All airlines are feeling a pinch of coronovirus, but the one that has not flown since April 2019 after falling under a pile of debt is the world’s best performer – at least from a share price standpoint.
The stock of Mumbai-listed Jet Airways India Ltd. has gained nearly 150% this year, a 42% drop in the 27-member Bloomberg World Airlines Index, which includes the world’s largest carriers.
Its fugitive gains are baffling market watchers, especially since Jet Airways is going through insolvency proceedings, with nearly 17,000 creditors seeking claims of nearly $ 3.4 billion and seizing most of its landing slots. . There is no question of any employee in this.
A panel of creditors approved a resolution plan last month, bringing the recovery of any arrears one step closer, but it does not guarantee the resumption of flights.
Ajay Srivastava, managing director of advisory firm Dimension Corporate Finance Services, said that while retail investors are in a state of ultimate bankruptcy, some are still buying in the hope that Jet Airways will succeed with a restructuring. The airline may not be considered a concern, but a shell in which assets can be sold, he said.
In its succession, Jet Airways was India’s No. 1 private carrier, taking over the monopoly of the state-run Air India Limited and offering intercontinental trips with free gourmet meals and in-flight entertainment. But a significant number of budget carriers, offering budget carriers, ultra-cheap tickets ate up their market share and Jet Airways began to sink into debt.
The proposal plan for Jet Airways was submitted by two individuals, Murari Lal Jalan and Florian Fritch, exchange filing shows. Jalan is a trader investing in India, Russia and Uzbekistan. Fritsch is the chairman of Kalrock Capital Management Ltd., a London-based financial advisor and alternative asset manager. The filing does not explain how the men plan to restructure the airline.
Ashish Chavcharia, a professional appointed Jet Airways’ insolvency, did not respond to a request for more information. Jalan, who is based in Dubai according to media reports, could not immediately be reached for comment. Manoj Madnani, described as a board member of the Jalan Kaloro Consortium, asked last week that questions are sent over email and he did not immediately reply.
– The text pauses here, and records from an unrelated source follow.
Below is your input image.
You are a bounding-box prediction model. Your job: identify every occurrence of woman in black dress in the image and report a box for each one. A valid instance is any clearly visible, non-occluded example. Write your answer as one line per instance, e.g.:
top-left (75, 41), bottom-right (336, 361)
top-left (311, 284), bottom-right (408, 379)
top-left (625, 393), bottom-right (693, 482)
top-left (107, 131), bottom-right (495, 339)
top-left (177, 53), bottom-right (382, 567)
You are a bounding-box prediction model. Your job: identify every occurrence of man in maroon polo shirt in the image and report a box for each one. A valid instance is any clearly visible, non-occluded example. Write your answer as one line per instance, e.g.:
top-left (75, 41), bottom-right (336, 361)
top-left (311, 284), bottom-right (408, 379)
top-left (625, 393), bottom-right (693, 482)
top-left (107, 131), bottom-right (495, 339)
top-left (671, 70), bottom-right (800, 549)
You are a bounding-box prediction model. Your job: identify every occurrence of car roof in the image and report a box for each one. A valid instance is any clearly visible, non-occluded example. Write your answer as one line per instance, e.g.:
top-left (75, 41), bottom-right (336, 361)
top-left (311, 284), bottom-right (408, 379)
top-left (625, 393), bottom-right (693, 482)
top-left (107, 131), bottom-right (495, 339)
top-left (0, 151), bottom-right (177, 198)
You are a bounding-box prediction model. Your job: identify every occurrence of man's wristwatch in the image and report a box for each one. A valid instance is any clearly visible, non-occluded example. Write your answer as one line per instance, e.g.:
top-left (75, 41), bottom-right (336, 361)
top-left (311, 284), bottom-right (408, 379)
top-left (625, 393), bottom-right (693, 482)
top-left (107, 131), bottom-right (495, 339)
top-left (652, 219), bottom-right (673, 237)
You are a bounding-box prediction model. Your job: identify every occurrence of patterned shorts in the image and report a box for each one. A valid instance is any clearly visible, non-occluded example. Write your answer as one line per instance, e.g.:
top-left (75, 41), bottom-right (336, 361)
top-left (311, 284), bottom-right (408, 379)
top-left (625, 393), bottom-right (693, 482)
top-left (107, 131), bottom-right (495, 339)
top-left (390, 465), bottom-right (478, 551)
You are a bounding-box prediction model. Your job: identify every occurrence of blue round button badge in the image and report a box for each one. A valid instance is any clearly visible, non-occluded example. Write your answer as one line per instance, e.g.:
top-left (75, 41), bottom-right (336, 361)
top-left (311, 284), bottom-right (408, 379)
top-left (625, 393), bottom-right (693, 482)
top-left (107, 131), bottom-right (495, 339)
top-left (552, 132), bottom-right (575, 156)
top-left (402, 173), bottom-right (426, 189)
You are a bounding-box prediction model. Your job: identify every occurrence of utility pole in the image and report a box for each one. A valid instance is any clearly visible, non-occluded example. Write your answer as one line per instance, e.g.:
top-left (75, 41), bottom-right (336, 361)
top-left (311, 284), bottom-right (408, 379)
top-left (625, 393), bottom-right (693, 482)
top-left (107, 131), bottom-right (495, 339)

Other investors might expect Jet Airways to go the “Ruchi Soya Way”, Srivastava said, in reference to a food company run by a yoga guru whose shares rocketed to slimmer versions after approving a bankrupt scheme. .
Ruchi Soya Industries Limited was acquired at the end of last year by a consortium led by Baba Ramdev’s Patanjali Ayurved Limited. The founders held 99% of Ruchi Soya’s capital as of March 31. Its shares grew at about 500-fold smaller volumes before pairing gains.
To limit that scenario in the future, India’s securities regulators are considering a change in the rules for firms emerging from bankruptcy, proposing that companies that are at least 10% below six months will be offered current Have to promote at least 10% over 18 months.